I am referring to the half wave rectifier from the app note
https://ww1.microchip.com/downloads/en/appnotes/01353a.pdf
While the positive half is understandable, the negative half puts the op-amp output to a large negative voltage theoretically, and the diode D2 'shorts' that voltage by supplying lot of current thru ground?
What am I missing regarding the circuit's working?
I don't think you are missing anything. If the op-amp has 0V as Vee then it will do nothing (but the input going below Vee will likely cause problems). If the op-amp has a negative supply then it will short the (railed) output through D2 (i.e. output will be at minus one diode drop, causing excessive power dissipation, at the least. Most op-amps won't be killed by this, at least at room temperature since modern op-amps typically have current-limiting but it may get quite hot. It will 'work' (in the sense that the output matches the diagram) but...
Just leave out D2 and it will be okay-ish. The recovery time of the op-amp from being saturated will impact how high a frequency can be accurately rectified. Simulation does not always accurately model that condition. A 10MHz op-amp may take tens of microseconds to come out of saturation.
Unfortunately, "example" circuits on datasheets run the gamut from circuits contrived to sell a particular proprietary product, to clever circuits that are excellent (anything from Pease or Williams R.I.P.\$^2\$, for example), to amateurish garbage.
Due to the negative feedback the op amp will always try to keep its inputs at the same voltage -- i.e., the input voltage, since the non-inverting input is connected directly to the input.
For positive input, the voltage on the right node of \$R_1\$ (the inverting input) is positive so a current flows through \$R_1\$ from right to left. Since no current flows into the op amp's input, the same current must flow from right to left through \$R_2\$ -- which means the output is at a higher voltage than the input (or equal to the input, if \$R_2 = 0\$). The op amp drives the output to the desired voltage by sourcing a current out of its output (the anode of \$D_1\$), and this current flows through \$D_1\$. The op amp's output will be a diode drop higher than the output voltage.

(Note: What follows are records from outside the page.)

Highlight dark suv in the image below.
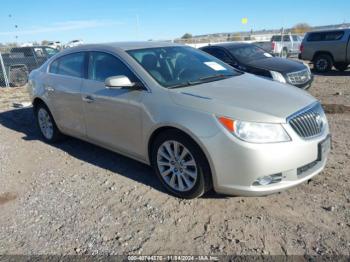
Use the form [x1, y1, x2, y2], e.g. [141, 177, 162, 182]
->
[299, 29, 350, 72]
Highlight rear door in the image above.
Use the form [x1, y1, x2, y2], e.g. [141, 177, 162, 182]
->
[45, 52, 86, 136]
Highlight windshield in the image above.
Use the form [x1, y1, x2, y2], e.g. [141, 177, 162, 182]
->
[128, 46, 240, 88]
[45, 47, 59, 57]
[229, 45, 272, 63]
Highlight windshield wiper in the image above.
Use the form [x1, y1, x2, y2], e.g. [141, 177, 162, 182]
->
[199, 74, 234, 81]
[168, 81, 193, 89]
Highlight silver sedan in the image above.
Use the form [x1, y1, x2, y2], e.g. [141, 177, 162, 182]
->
[29, 42, 330, 198]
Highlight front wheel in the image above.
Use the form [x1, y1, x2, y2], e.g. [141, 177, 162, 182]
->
[35, 104, 63, 144]
[334, 63, 349, 71]
[151, 130, 212, 199]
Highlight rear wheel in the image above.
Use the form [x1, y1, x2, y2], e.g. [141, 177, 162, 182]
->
[151, 130, 212, 199]
[314, 54, 333, 73]
[334, 63, 349, 71]
[35, 103, 63, 144]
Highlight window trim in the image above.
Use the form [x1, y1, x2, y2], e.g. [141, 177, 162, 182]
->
[46, 51, 86, 79]
[84, 50, 152, 93]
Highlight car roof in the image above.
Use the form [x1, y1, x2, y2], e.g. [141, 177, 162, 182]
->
[307, 28, 350, 34]
[67, 41, 183, 51]
[202, 42, 253, 48]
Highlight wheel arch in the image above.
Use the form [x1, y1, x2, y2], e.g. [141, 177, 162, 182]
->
[32, 97, 47, 112]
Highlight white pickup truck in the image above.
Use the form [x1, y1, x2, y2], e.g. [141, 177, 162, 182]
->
[271, 34, 302, 57]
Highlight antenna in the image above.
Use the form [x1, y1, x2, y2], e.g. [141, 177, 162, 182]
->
[136, 14, 140, 40]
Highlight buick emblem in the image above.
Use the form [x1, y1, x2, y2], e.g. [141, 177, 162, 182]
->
[315, 114, 323, 129]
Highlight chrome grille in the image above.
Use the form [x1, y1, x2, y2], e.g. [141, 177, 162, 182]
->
[289, 103, 327, 138]
[287, 69, 311, 85]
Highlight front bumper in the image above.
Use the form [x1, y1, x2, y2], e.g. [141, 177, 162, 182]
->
[204, 124, 329, 196]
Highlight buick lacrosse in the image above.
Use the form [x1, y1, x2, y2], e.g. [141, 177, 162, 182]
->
[28, 42, 330, 198]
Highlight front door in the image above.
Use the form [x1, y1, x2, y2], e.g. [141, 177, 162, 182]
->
[44, 52, 85, 136]
[82, 52, 145, 157]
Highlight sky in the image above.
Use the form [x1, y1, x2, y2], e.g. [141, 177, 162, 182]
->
[0, 0, 350, 43]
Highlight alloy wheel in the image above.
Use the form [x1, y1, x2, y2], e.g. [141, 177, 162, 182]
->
[157, 141, 198, 192]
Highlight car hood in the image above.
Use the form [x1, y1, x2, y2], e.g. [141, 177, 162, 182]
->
[169, 74, 317, 123]
[246, 57, 306, 74]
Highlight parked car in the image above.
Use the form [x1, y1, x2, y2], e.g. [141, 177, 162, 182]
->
[299, 29, 350, 72]
[28, 42, 330, 198]
[200, 43, 313, 89]
[64, 40, 84, 48]
[1, 46, 58, 86]
[271, 34, 301, 57]
[47, 41, 62, 50]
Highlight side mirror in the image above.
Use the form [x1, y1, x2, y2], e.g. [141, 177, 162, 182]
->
[105, 75, 136, 89]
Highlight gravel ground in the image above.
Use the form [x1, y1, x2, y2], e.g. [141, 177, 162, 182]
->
[0, 67, 350, 256]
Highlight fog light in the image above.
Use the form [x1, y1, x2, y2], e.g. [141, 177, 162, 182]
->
[254, 176, 272, 186]
[253, 173, 282, 186]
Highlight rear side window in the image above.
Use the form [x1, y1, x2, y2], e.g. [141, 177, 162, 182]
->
[88, 52, 138, 82]
[49, 53, 85, 78]
[49, 59, 58, 74]
[307, 31, 344, 42]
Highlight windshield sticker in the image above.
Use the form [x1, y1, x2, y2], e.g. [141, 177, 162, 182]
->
[204, 62, 227, 71]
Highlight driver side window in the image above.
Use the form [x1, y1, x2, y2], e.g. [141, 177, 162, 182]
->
[88, 52, 139, 83]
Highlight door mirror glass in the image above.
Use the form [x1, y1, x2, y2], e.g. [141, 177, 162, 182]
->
[105, 75, 135, 89]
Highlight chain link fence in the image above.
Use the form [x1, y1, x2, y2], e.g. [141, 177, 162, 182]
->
[0, 46, 58, 87]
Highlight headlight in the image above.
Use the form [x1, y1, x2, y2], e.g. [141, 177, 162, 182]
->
[218, 117, 291, 143]
[270, 71, 286, 83]
[303, 62, 311, 75]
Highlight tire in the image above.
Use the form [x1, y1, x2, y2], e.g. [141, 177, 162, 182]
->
[313, 54, 333, 73]
[34, 103, 64, 144]
[151, 129, 212, 199]
[10, 67, 28, 87]
[334, 63, 349, 72]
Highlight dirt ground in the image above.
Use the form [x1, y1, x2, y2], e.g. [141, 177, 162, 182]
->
[0, 67, 350, 256]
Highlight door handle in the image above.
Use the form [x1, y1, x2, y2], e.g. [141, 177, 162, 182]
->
[83, 96, 95, 103]
[44, 85, 55, 92]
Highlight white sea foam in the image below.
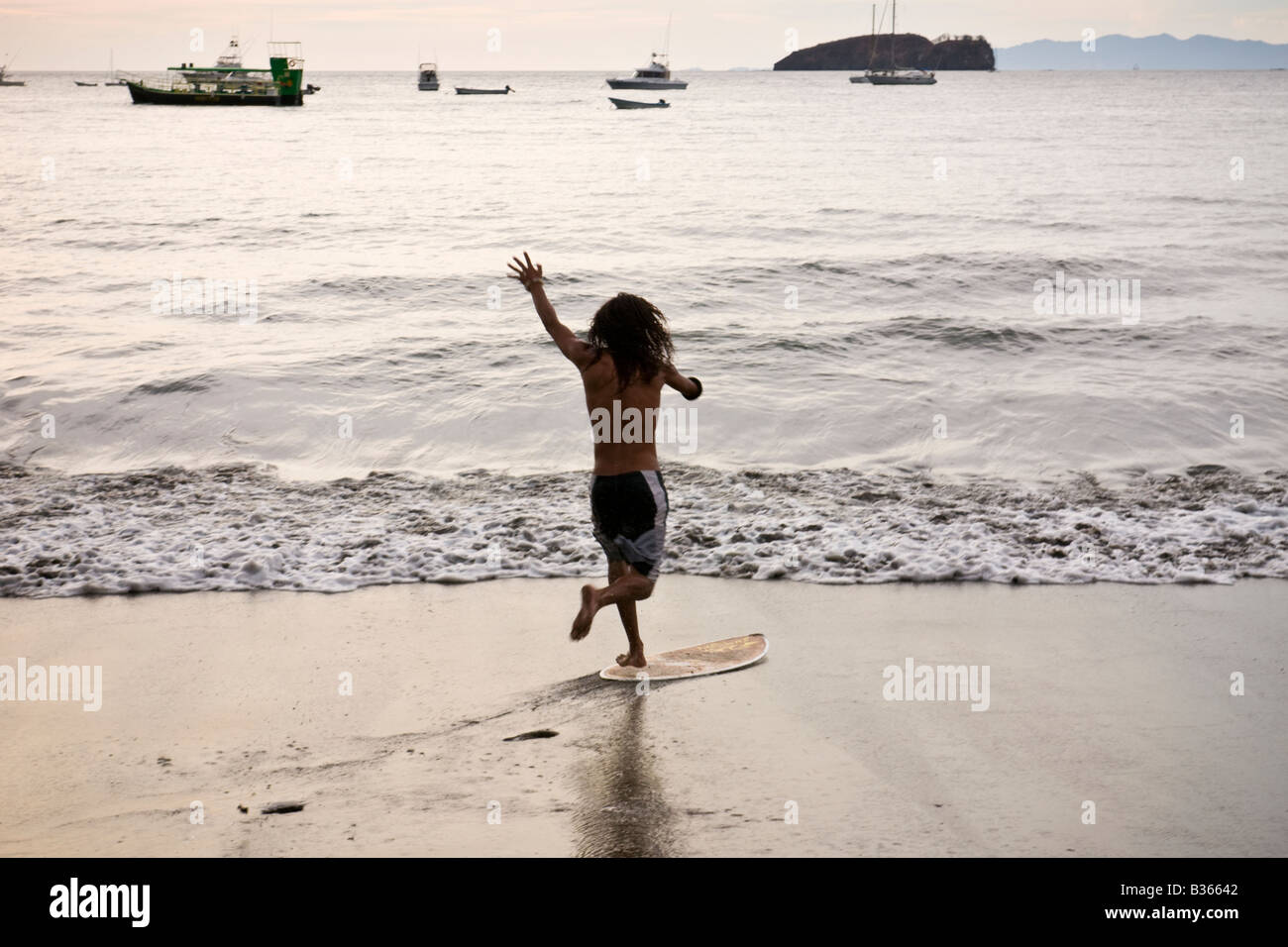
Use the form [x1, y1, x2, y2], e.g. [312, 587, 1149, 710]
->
[0, 466, 1288, 596]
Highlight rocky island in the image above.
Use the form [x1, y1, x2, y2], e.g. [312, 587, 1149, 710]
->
[774, 34, 993, 71]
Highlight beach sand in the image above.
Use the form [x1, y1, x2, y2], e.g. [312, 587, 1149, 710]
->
[0, 576, 1288, 857]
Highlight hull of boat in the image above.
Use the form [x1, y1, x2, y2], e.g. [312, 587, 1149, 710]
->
[608, 95, 671, 108]
[868, 74, 935, 85]
[126, 82, 304, 106]
[604, 78, 690, 89]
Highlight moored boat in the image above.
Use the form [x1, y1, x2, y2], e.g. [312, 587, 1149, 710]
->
[868, 69, 937, 85]
[126, 43, 304, 106]
[604, 17, 690, 89]
[866, 0, 935, 85]
[177, 35, 242, 82]
[608, 95, 671, 108]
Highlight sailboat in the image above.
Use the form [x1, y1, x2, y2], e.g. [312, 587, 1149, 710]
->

For negative input, the op amp tries to drive the voltage at its inverting input to the same negative input voltage. This would require a current flowing through \$R_1\$ from left to right, which in turn requires a current flowing through \$R_2\$ from left to right. However, \$D_1\$ blocks such a current in that direction. The op amp sinks current into its output in order to try to pull the output voltage down, but again the op amp's output current is blocked by \$D_1\$. Instead, the op amp's output current flows through \$D_2\$ from ground. This isn't really a short circuit because most op amps can only source or sink tens of milliamps at their output. The op amp's output voltage would thus be stuck at a diode drop below ground in this case.